I have this friend whose daughter can make him cry almost instantly. All she has to do is sing the first few bars of some song from her childhood and he just loses it. His reaction is totally involuntary; the memory evoked by that song resonates with him so strongly that he just can’t hold it together when he hears it. The daughter is in her thirties now, and for years I watched and (I admit) laughed as she turned him into a sniveling mess in about four seconds.
Boy am I paying for it now. I have two kids, aged seven and three, and sometimes all they have to do is look at me wrong (right?) and I just lose it. Not only am I constantly perched at the edge of some kind of invisible emotional tipping point at all times, but having kids has also wrecked the way that I interact with pop culture – especially movies – in two important ways.

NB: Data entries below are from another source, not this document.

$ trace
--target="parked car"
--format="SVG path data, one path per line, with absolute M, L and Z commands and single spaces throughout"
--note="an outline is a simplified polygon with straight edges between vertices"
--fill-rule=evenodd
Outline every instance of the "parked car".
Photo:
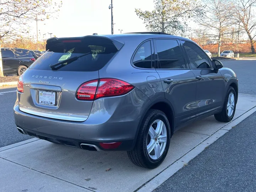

One is obvious: I have a really hard time watching movies involving the mistreatment or death of children. I remember seeing a trailer for that Hugh Jackman/Jake Gyllenhaal movie Prisoners a couple of years ago and thinking, I bet that’s going to be pretty good; it’s too bad I’ll never, ever watch it.
I just can’t deal with it. Being a parent is frightening enough without having to suffer through fictional manifestations of my worst fears being played out onscreen. After my wife and I binge-watched the first season of True Detective, we watched New Girl every night for about two weeks just to stave off nightmares. One night, we decided to start watching the BBC’s Broadchurch while my son was out of town with his grandparents. The show is about the investigation of a young boy’s murder. We made it about six minutes before switching to Parks and Recreation for the rest of the night. Leslie Knope is a balm for the soul, after all.
The second effect is just as pronounced, but it doesn’t have the same kind of obvious 1-to-1 connection like the first. I tear up or flat-out cry all the time when I watch movies now. Sometimes, the tears make sense. Inside Out and Toy Story 3 (yes, my first examples are animated movies; what of it?) are movies about the end of childhood and the complexities of growing up. Of course movies like that trigger all my parent-y emotions. Same for stuff like Boyhood and Arrival.
But what about, like, Stranger Things (not a movie, but whatever)? Or The Office (and not even the Jim and Pam, tug-at-your-heartstrings scenes)? Or Chopped?
Ok, I haven’t cried while watching Chopped yet, which is not to say I won’t break into sobs the next time I watch it.
The reality is that having kids has pushed all my emotions right up to the surface, eliminating all the layers of abstraction that, in my younger days, would’ve allowed me to watch from a more detached perspective. All that’s gone now, replaced with nothing but raw emotion.
Which is fine, for the most part. It’s not as though I’m ashamed to cry at movies. But it’s also not as though I’m always eager to have my emotions put into a blender by what I watch on screen, either. Like, I want to see Moonlight and Manchester by the Sea and Fences because they’re both up for a ton of awards. But when reviews use words like “gut-wrenching” and “devastating” to describe them, I’ll confess that I hesitate a little. How long will it take me to recover from the beatings my already feeble heart will take while watching?
The long and short of it is that being a parent – which, yes, is an unmatched blessing or whatever – has made separating art and life has become more of a challenge. But that’s not entirely a bad thing. Sure, I miss out on the occasional movie that, in my younger days, I might have legitimately enjoyed. But on the whole, I have little doubt that being a dad has made my movie-viewing life richer. Like everyone of my major life experiences, parenthood has broadened my perspective and given me an important lens through which to view all kinds of art.
Even if that lens is sometimes all blurry ‘cause I’m crying while I’m trying to look through it.